Dion’s account is more circumstantial, and brings Alexander and Mamaea into the horrid scene. His story is that the two Consuls, during a meeting of the Praetorians, summoned on account of one of the multitudinous plots against Alexander, went into the camp, that their two mothers followed, fighting one another more openly than usual, each imploring the soldiers to kill her sister’s son. We are then told that Antonine, quite contrary to his custom, got frightened, rushed from the scene and disappeared into a chest. This was apparently a foolish and obvious hiding-place, whence he was soon dragged in order to have his head cut off, while his mother held him in her arms. Naturally, as the operation of killing one without the other in such a position was difficult, Soaemias perished along with her son.

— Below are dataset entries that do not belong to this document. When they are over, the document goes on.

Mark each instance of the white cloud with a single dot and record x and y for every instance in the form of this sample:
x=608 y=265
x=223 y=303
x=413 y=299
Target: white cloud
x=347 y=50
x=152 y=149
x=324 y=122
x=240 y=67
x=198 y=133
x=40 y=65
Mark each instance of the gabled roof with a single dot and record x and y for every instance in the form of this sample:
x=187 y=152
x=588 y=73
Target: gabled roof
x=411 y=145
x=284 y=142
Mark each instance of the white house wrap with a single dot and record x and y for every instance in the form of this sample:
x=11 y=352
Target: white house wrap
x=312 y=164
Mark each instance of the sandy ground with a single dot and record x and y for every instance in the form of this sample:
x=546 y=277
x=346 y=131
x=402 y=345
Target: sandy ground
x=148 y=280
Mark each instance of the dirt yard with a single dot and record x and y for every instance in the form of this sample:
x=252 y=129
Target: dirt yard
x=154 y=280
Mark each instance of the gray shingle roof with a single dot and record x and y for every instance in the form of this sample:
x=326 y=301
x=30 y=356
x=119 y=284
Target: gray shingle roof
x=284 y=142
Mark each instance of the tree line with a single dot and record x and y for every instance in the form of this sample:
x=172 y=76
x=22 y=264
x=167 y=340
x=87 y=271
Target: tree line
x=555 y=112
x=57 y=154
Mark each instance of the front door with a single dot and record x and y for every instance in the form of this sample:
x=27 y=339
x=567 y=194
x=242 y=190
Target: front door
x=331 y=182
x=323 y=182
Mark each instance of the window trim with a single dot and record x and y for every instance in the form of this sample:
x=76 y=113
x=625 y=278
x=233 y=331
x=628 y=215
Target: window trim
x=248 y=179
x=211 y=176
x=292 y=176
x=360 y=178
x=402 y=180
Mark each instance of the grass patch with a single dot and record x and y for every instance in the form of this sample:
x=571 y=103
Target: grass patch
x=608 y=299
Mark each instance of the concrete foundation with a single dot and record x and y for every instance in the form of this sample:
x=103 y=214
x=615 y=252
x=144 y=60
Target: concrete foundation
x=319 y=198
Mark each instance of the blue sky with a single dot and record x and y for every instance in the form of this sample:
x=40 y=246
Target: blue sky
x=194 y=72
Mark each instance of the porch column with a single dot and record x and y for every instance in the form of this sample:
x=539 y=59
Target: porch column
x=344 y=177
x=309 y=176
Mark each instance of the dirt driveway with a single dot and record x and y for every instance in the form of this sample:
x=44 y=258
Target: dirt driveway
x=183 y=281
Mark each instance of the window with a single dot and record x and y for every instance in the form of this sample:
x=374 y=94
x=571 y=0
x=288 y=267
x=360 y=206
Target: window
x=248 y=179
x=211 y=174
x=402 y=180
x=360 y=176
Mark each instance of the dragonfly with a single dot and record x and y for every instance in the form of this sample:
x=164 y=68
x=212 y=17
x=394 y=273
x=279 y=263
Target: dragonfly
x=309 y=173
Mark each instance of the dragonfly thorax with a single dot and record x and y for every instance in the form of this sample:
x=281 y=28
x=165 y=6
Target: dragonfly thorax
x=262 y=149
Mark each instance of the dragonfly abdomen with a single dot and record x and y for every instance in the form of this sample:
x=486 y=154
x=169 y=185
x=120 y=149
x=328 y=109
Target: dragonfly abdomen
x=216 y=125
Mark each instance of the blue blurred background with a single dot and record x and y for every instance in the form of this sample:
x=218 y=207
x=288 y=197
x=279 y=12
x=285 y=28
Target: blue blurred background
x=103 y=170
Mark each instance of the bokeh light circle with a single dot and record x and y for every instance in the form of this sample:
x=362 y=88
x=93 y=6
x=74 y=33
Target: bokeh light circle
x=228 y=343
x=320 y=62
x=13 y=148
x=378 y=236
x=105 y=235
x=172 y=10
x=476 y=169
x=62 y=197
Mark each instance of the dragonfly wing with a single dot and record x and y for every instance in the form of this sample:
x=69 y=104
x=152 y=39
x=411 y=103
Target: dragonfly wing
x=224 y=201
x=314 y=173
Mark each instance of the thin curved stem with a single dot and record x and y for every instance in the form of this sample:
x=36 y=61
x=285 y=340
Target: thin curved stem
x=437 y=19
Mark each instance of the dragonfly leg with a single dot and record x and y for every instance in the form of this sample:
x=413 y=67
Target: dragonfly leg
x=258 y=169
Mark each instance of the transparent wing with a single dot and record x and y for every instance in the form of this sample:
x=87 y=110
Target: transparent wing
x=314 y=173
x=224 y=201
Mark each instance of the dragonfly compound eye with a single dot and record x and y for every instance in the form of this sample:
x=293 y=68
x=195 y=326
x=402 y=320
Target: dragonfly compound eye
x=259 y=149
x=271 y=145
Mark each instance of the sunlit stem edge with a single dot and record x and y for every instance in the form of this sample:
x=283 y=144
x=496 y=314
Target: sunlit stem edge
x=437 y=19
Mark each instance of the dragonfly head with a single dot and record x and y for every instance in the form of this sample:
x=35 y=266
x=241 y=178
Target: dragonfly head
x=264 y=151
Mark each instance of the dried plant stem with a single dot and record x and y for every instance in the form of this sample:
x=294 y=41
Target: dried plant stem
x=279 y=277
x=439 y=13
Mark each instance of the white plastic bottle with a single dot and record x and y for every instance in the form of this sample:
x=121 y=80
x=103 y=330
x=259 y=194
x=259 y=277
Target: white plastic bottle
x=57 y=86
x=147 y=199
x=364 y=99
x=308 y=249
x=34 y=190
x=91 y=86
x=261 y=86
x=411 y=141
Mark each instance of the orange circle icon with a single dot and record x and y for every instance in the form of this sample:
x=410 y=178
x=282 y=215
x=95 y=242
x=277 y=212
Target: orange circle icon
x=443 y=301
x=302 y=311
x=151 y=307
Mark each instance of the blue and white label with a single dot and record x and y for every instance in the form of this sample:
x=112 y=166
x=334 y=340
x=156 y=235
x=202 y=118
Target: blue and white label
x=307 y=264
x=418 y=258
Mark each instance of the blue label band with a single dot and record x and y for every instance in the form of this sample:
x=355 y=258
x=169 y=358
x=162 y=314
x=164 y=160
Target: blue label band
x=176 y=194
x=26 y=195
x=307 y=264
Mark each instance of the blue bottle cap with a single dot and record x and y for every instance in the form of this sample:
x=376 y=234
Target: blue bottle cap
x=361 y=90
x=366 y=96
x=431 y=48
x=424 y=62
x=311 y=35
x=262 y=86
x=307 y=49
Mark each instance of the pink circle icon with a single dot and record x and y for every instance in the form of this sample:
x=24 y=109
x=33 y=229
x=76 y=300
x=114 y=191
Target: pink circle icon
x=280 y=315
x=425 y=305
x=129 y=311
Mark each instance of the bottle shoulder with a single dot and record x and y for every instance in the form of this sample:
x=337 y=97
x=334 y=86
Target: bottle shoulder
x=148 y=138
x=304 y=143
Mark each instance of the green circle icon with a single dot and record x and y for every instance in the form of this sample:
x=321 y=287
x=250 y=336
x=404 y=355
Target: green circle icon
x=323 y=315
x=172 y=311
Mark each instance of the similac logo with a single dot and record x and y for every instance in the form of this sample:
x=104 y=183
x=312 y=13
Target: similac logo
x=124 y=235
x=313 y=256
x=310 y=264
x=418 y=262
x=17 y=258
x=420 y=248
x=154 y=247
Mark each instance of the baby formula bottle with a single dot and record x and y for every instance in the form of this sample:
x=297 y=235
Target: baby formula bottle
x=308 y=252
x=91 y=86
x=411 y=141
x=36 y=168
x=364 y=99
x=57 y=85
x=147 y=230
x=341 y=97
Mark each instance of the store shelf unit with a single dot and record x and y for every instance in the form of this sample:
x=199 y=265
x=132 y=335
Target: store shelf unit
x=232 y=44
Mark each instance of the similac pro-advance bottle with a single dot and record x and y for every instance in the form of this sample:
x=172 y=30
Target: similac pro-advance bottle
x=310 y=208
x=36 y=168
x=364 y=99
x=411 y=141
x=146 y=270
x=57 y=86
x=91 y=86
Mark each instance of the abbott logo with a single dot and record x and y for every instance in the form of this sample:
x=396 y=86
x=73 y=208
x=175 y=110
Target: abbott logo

Herodian, always the most circumstantial and picturesque liar, substitutes for the story of the sudden dissolution of the Senate, a report which he says Antonine caused to be circulated. It was to the effect that Alexander was ill, so ill that he was likely to die at any moment. By this means Antonine hoped to keep the boy shut up in the palace until the soldiers and citizens had forgotten him, when he would be able to put him out of the way quietly. Of course this would have been an admirable plan if the boy had had no fond mother or grandmother to look after his interests, but was rather futile when one considers that these ladies, after striving to rule for four years, had at last got the power into their own hands by appointing Alexander Consul. It was extremely improbable, therefore, that both Maesa and Mamaea were going to keep their mouths closed and say nothing when, in the full flush of their triumph, they saw their puppet, and with him their own power, being put hors de combat in a slow and lingering manner. As usual, Herodian never thought of these things, and ascribed the whole action to the Praetorians. These turbulent guardsmen, when they began to miss the young Consul, decided to mutiny again, the present form being a refusal to turn out the palace guard until Alexander should reappear in the temples.